Los años siguientes pasaron rápido, a pesar del dolor interno que poco a poco iba apoderándose de ella. Al principio se entregó a las enseñanzas de los miembros de la comunidad. No había más niños en el monasterio, así que el aula que improvisaron en un antiguo cuarto de lavandería era demasiado espacioso para el único pupitre que instalaron. Las clases de latín se intercalaban con simbología; la aritmética, con el estudio de la mente; la literatura, con la interpretación; todo mezclado en un cóctel perfecto para prepararla para un destino que no conocía.

Añoraba las clases de dibujo que disfrutaba en su antigua escuela de Nueva York, así que en la soledad de su aposento solía entregarse a plasmar en folios amarillentos lo primero que se le pasaba por la cabeza. Cerraba los ojos, dejaba que su espíritu viajase por toda su vida y su imaginación, y permitía a su mano izquierda coger la pluma y comenzar a garabatear. Era su vía de escape, el último reducto para salvaguardar su mente, y era el único momento del día en que, a pesar de no ser plenamente consciente de qué acabaría dibujando, se sentía viva.

 

 

Al fin llegó al extremo del corredor y se detuvo frente a una solemne puerta de madera. Apoyó la cabeza contra ella aguantando el papelito entre los dedos, y respiró hondo para empujarla y abrirse paso hacia la oscuridad protectora de su aposento. Una vez dentro, se cercioró de que había bloqueado la puerta y que nada podría resquebrajar la seguridad que constituía para ella aquel cuarto. Caminó entre la negrura absoluta en una especie de zigzagueo, conocía bien la ubicación de cada mueble, y a los pocos segundos tiró de una cuerda que encendió una lamparita que iluminó toda la estancia, mostrando las paredes empapeladas con todo lo que había pintado a lo largo de los años.

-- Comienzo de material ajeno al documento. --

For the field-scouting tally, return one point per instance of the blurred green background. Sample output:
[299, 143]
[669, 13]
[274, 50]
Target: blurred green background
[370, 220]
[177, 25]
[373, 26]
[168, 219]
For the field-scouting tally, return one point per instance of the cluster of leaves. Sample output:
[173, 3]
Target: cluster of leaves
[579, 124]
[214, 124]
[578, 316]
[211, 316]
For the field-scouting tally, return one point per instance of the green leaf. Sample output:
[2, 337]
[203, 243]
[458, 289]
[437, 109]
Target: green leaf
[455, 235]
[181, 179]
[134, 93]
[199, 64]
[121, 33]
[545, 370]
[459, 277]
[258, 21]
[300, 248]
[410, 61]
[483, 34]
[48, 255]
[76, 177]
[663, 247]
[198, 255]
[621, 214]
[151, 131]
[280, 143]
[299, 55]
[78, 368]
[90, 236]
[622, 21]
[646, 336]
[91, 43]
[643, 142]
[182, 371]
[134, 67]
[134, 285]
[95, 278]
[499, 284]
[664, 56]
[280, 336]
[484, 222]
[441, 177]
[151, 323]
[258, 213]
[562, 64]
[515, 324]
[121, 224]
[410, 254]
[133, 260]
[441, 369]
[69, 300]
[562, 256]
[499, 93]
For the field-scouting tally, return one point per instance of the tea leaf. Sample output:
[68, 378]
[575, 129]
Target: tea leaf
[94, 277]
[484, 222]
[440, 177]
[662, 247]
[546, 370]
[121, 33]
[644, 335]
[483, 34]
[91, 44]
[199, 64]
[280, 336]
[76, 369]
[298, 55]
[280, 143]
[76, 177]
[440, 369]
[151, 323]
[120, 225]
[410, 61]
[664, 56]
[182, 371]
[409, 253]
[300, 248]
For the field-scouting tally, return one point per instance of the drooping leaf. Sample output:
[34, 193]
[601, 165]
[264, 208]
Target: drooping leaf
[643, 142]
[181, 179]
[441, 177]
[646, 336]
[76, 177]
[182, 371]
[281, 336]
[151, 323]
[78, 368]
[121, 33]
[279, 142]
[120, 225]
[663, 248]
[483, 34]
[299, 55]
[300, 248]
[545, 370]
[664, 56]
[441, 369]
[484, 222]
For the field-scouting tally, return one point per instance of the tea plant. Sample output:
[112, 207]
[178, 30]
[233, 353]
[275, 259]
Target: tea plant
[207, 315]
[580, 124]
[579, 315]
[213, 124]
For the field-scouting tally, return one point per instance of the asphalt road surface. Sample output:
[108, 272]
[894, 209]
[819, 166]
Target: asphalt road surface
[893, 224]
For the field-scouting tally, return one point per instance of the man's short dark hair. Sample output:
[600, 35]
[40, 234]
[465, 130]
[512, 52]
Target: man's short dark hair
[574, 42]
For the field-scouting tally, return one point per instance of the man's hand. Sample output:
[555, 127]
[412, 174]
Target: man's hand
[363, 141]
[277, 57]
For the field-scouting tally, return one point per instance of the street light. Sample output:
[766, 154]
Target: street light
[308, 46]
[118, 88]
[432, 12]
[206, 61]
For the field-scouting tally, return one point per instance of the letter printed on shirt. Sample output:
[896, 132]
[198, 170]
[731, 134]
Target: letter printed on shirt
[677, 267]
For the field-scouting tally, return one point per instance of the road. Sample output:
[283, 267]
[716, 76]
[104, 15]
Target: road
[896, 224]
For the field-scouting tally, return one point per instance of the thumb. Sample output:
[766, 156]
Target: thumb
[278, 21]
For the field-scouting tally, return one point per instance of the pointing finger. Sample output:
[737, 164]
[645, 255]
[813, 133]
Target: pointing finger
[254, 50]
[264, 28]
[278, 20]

Paisajes inconclusos donde todo parecía descomponerse en los bordes del papel, garabatos sin sentido emulando animales que devoraban a sus presas, siluetas negras observando a una chica difusa correr durante la noche. Entre todos los dibujos, destacaba la imagen del rostro de un joven, garabateado con tinta negra, del que emanaba una especie de aura digna de los primeros amores. Ese rostro, idílico y perfecto, había sido dibujado en uno de los trances internos de Carla y, cuando por fin lo terminó, se quedó completamente fascinada por la inquietud y el pálpito interior que la mirada de esos ojos desconocidos causaban en ella.

Se sentó más nerviosa que nunca sobre la cama, desdobló entre sus temblorosos dedos de dieciséis años el papelito que acababa de encontrar entre los libros de la biblioteca y lo leyó en un susurro: «Te quiero».